I have two tables: Parent table & Child table, joined by a ParentID. Each parent record can have many child records. In the join relationship, I am sorting the child table by ChildID Decending.

So, in my layout, I display the Parent fields, and the child fields. Because of the sorted relationship, the child data that displays is from the newest child record. So far, so good.

Now my problem: When I do a Find on any of the Child fields, the find seems to look at -all- child records, not just the newest ones. So, the results don't come out the way I expect.

I would greatly appreciate any help in understanding this situation.

Edited by Guest
Posted

I agree with Barbara: the description of the intended result is not quite clear. I am guessing you should enter a = sign into the searched field - this will find all parent records where at least one of the child records has an empty field.

Posted

Yes... good question: What results do I expect?

Say I already know that Parent record 1 has two child records (child1 & child2). And, I know that child1 has a "date done" filled in, but child2 does not. I'm expecting my Find to return Parent 1, with the child data from child2.

I think the problem is with my find method:

I would enter find mode, enter a * in the "date done" field, choose "Omit" and Perform the find. When I did that, it would not show any parent records like the one described above, it got omitted.

Just now, I tried comment's suggestion. I entered find mode, entered an = in the "date done" field, then Perform Find. When I did that, I -did- get records like the example above!

So, I'm not sure I understand the difference. In one case, I omit anything that is filled in... in the other case, I show anything that is not filled in. But the results are different, why?

Thank you for your time helping a novice...

Posted

The difference is this:

You search for records where at least one of the children has a value, then omit them. The result is parents with only empty children.

I search for records where at least one of the children is empty.

Posted

Okay, I'm starting to wrap my mind around this.

Whenever searching on child fields, I should think in terms of finding "at least one".

Thank you for your time.

Posted

Whenever searching on child fields, I should think in terms of finding "at least one".

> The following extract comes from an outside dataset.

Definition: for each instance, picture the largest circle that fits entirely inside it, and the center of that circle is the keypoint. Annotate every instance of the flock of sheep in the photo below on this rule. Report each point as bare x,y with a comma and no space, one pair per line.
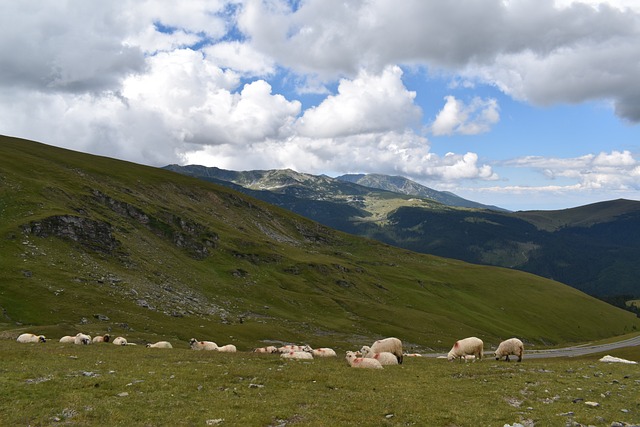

Something like that. The underlying concept is that the children are an "unordered set", with no internal precedence. Say you have a parent with 3 children named "Alpha", "Bravo" and "Charlie" respectively. That parent is going to be found whether you search for "A", "B" or "C" in the Child::Name field.

  • 2 weeks later...
  • Newbies
Posted

Sorry to enter a late thread, but is there another way to find date fields that are filled without

finding all the empty fields ( with =), then using an omit command?

Thanks,

ndmc

Posted (edited)

Enter "*" no quotes in your date field and find. Not sure when this was introduced, and so cannot guarantee this is FM7 compatible.

Edited by Guest
  • Newbies
Posted

Hi!

Thanks so much, but for date fields, the find command gives me the revert window, meaning "enter a date".... So, my assumption is that fmp 10 has addressed this one? Looks like it's time to buy that Intel Macbook Pro, and say goodbye to Power PC, and upgrade.

ndmc

Posted

1. I cannot see anything wrong with searching for = with an omit request.

2. If you insist, you can search for a range from January 1, 0001 to December 31, 4000.

3. Version 10 runs on PowerPC processors just fine.

Posted

Thanks so much, but for date fields, the find command gives me the revert window, meaning "enter a date".... So, my assumption is that fmp 10 has addressed this one?

There is nothing for FMP 10 to address.

The date field has been set up with field-level validation that requires a valid date be entered. The "revert" dialog is a a validation warning because "*" is not a valid date.

Posted

There is nothing for FMP 10 to address, because it has been addressed in version 8 (I think). But in version 7 you'll get an error message if you enter * as the search criteria into a date field.

Posted

Indeed Comment, you are correct. I just tested "*" in FMP 9.0v3 Mac and there is no validation error. I don't have any earlier versions to test further with.